I pull at the sleeves of my sweatshirt, wishing I could change the subject, wishing I could take away the sadness clouding Jake’s eyes. Seems that’s all I do these days—wish, wish, wish. Only there isn’t a genie in sight and the stars aren’t out yet.
“It was the only time Ben ever asked me for anything. And I didn’t give it to him.”
“Jake . . .”
“Trust me, Emma, you don’t want to live with regret.” He lets out his breath, then sets his hands on the floorboards behind us, leans back into his arms, and nudges me with his shoulder. “Besides, it’d get the Bunco Babes off my back.
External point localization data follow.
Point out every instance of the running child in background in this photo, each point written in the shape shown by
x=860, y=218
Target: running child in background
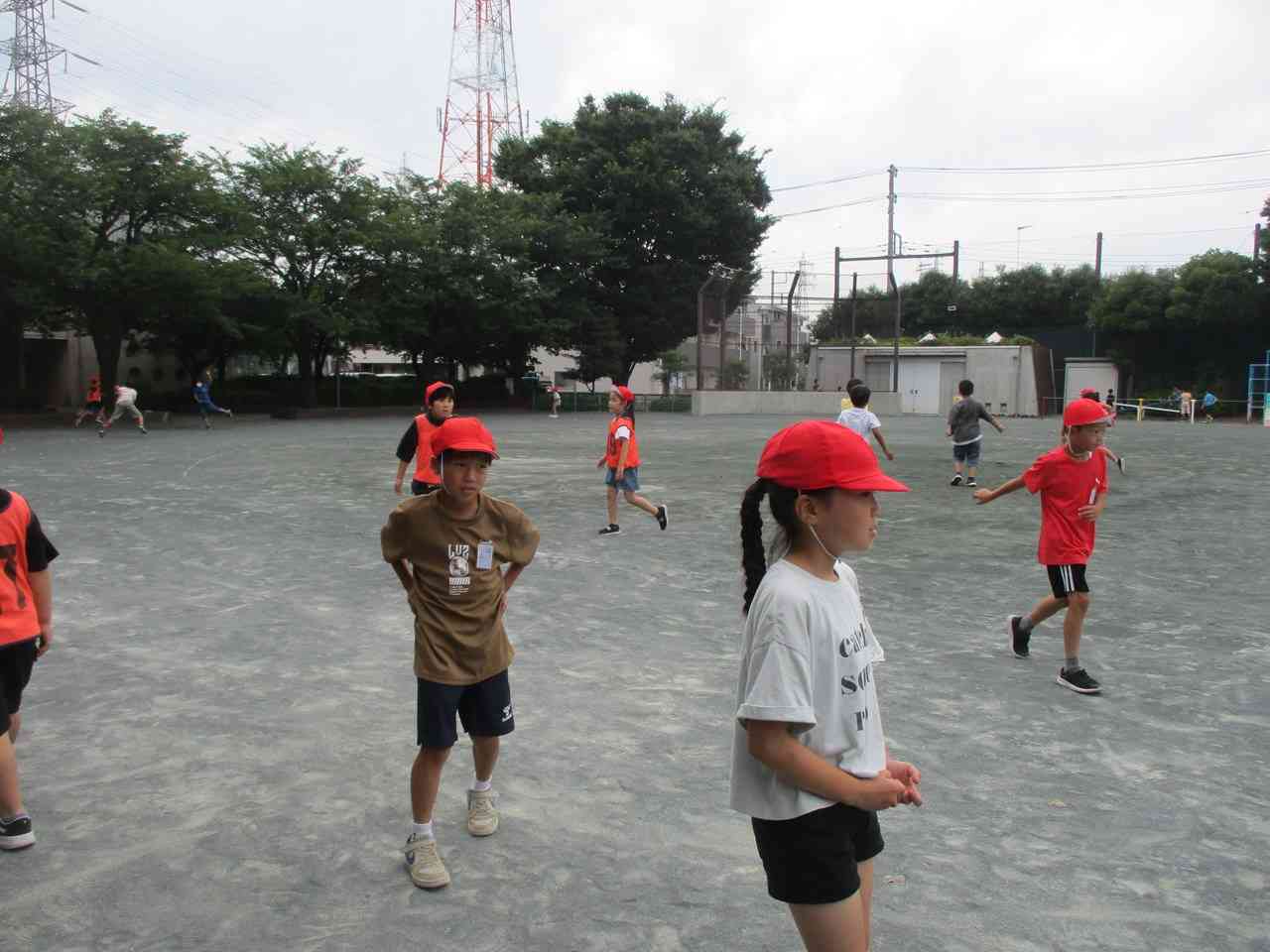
x=26, y=634
x=621, y=457
x=93, y=405
x=439, y=402
x=810, y=760
x=861, y=419
x=125, y=403
x=1072, y=481
x=203, y=398
x=1091, y=394
x=448, y=548
x=964, y=429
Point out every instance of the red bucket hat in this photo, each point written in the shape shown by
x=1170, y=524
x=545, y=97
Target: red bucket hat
x=463, y=434
x=1083, y=412
x=820, y=454
x=434, y=388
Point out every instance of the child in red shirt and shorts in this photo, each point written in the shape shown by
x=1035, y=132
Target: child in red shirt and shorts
x=1072, y=481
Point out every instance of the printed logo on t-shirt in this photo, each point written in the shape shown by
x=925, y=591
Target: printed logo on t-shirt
x=460, y=567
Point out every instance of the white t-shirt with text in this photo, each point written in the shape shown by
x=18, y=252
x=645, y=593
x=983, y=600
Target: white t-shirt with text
x=860, y=419
x=807, y=658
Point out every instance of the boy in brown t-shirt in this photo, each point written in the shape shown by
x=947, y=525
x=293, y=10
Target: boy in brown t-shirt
x=447, y=548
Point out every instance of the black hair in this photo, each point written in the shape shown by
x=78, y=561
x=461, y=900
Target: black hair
x=753, y=556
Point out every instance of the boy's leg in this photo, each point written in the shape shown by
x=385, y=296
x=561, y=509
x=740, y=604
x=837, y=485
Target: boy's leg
x=832, y=927
x=426, y=780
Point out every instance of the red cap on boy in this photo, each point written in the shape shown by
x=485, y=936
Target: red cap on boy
x=1083, y=412
x=465, y=434
x=820, y=454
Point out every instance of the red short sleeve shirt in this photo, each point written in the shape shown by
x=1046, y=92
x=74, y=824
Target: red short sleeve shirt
x=1066, y=484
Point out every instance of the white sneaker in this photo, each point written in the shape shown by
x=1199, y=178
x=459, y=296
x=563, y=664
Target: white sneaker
x=481, y=814
x=427, y=871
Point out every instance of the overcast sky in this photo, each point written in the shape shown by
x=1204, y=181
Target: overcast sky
x=825, y=89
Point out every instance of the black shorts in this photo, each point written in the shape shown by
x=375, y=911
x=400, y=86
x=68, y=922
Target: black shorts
x=16, y=664
x=815, y=858
x=485, y=710
x=1066, y=579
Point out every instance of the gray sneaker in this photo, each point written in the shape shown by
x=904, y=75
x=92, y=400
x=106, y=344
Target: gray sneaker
x=422, y=858
x=481, y=814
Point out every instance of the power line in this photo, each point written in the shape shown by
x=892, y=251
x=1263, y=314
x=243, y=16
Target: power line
x=1091, y=167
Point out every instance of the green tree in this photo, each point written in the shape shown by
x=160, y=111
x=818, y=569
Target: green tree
x=302, y=217
x=145, y=209
x=670, y=191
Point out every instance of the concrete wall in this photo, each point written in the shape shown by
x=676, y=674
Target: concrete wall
x=1003, y=375
x=708, y=403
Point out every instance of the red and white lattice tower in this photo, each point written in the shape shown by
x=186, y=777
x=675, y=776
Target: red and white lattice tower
x=483, y=102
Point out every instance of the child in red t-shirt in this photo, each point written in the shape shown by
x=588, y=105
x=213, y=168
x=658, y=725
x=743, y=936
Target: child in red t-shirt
x=621, y=456
x=1072, y=481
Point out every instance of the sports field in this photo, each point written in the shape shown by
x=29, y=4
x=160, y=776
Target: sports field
x=216, y=751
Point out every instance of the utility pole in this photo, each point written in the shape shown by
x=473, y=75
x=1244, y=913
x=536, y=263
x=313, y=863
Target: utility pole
x=30, y=54
x=483, y=95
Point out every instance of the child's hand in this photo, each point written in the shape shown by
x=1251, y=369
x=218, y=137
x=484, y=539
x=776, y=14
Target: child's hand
x=911, y=777
x=881, y=792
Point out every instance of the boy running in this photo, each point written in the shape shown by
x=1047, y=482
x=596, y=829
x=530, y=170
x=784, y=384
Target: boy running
x=447, y=549
x=861, y=419
x=1072, y=481
x=125, y=402
x=964, y=429
x=26, y=634
x=203, y=398
x=439, y=404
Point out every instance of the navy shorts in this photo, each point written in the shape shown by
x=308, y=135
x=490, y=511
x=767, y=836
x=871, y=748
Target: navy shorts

You can be my mystery woman.”
The words unleash a flutter in my chest. I tell myself it’s a silly, leftover reaction from days long gone. “Okay, but what happens after? I mean, you’d be . . . we’d be . . .” The rising heat in my cheeks makes me want to pull my hood over my head.
He clears his throat. “It wouldn’t be a real wedding. I mean, we wouldn’t sign the marriage certificate.”
“Oh, right.”
The crease between his eyebrows deepens. “Unless . . .”
I wave my hand, shooing away whatever his unless might be. I mistook his friendship once before. I promised myself a long time ago I would never make that assumption again. “No, of course that’s what we’d do. But Jake, you don’t have to do this. I mean, it would be . . .”
“Crazy?”
I laugh. “Beyond.”
“Crazy’s not all bad. I’ve actually heard that crazy can be fun.” He smiles at me then—the kind of smile that is bracketed between a pair of parenthetical dimples. “So what do you say, Emma? You want to be crazy with me?”
It’s nothing like my first proposal. There is no ring or flower bouquet or man on one knee professing his undying devotion. There is no hesitation either. Without letting myself think about the consequences or implications, I say yes to Jake Sawyer. For my dad.